Kars'ın "Günahı"
Title:
Kars'ın "Günahı"
Source:
Ulus, "Günün Işığında", s. 2
Date:
1957-10-15
Location:
Atatürk Kitaplığı, 152/36
Text:
GÜNÜN IŞIĞINDA
KARS'IN "GÜNAHI"
Bülent ECEVİT
BAY Adnan Menderes, Karslılara hitaben yaptığı konuşma ile, küçük politika hesaplarının, kendisinde, devlet adamlığı sorumluluğunu nasıl bastırdığını bir kere daha açığa vurmuş oldu.
«Yeni idarenin nimetlerinden Kars'ın geniş ölçüde faydalanma» dığını itiraf eden Başbakan, bu ihmalciliği izah için, «kızım sana söylüyorum gelinim sen anla» misali, Kars milletvekillerine çatar gibi görünerek, Karslıları itham etti.
Demokrat Parti liderlerinin gözünde Karslıların günahı pek büyüktür: 1950 de de, 1954 te de seçimi Cumhuriyet Halk Partisine kazandırmışlardır!
«Sevgili Karslılar» diyor Başbakan, «Milletvekillerinizin muhaefete mensup olması Kars için belki garip bir tecelli teşkil etmiştir. Doğrusunu isterseniz Kars'a daha fazla hizmet etmek için bugüne kadar milletvekilleriniz tarafından biraz olsun teşvik edilmiş değiliz.»
«Teşvik» ten anladığı nedir Başbakanın, işte onu da kendi ağzından işitiniz:
«Milletvekillerinizin Başvekâlet odasına bir defa dahi gelmediklerini söylersem neden teşvik görmediğimizi takdir buyurursunuz.»
Bundan sonra Başbakan, Karslılara, şarta bağlı bir umut ışığı tutuyor:
«Bununla beraber Kars'ın da yeni idarenin nimetlerinden daha geniş ölçüde faydalanmasını geciktirmek istemeyiz.»
Bu «nimet» lere kavuşmanın şartı Başbakanın kendi sözlerinden ortaya çıkıyor: Kars milletvekilleri muhalefete mensup olmamalıdır! Yahut, muahlefete mensup olsalar bile, bu milletvekilleri, Meclis'te daima Başbakanın ardında koşmalı, ona herhangi bir konuda çatmaktan, onun icraatını denetlemekten kaçınmalı, Başbakanlık makamında da daima kendisinin kapısını aşındırmalıdırlar!

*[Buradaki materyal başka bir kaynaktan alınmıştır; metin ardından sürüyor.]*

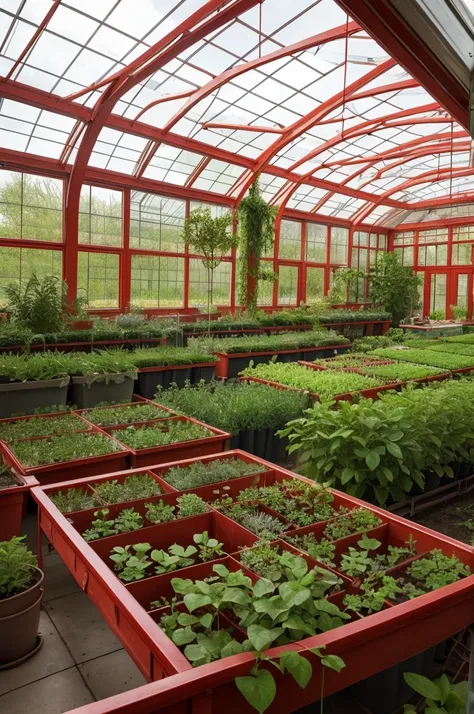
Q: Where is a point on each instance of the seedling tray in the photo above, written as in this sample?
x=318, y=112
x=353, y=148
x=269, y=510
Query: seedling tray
x=216, y=442
x=69, y=470
x=367, y=646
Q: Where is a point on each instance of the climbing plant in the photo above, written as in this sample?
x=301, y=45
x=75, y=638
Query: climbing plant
x=255, y=236
x=210, y=237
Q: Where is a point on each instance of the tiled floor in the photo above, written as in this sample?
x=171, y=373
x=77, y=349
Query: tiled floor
x=81, y=660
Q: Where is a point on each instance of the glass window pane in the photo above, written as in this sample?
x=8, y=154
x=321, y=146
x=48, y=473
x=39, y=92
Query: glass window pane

Yani Başbakana yalvarmalı, yakarmalı, karşısında vefalı D.P. milletvekilleri gibi el pençe divan durmalıdırlar!
İşte ancak o zaman, Bay Menderes, Kars milletvekilerinin belki muhalif olmalarını da affedecek ve Karslı yurttaşlarını da «yeni idarenin nimetleri» nden faydalandırmağa razı olacaktır.
Yoksa?..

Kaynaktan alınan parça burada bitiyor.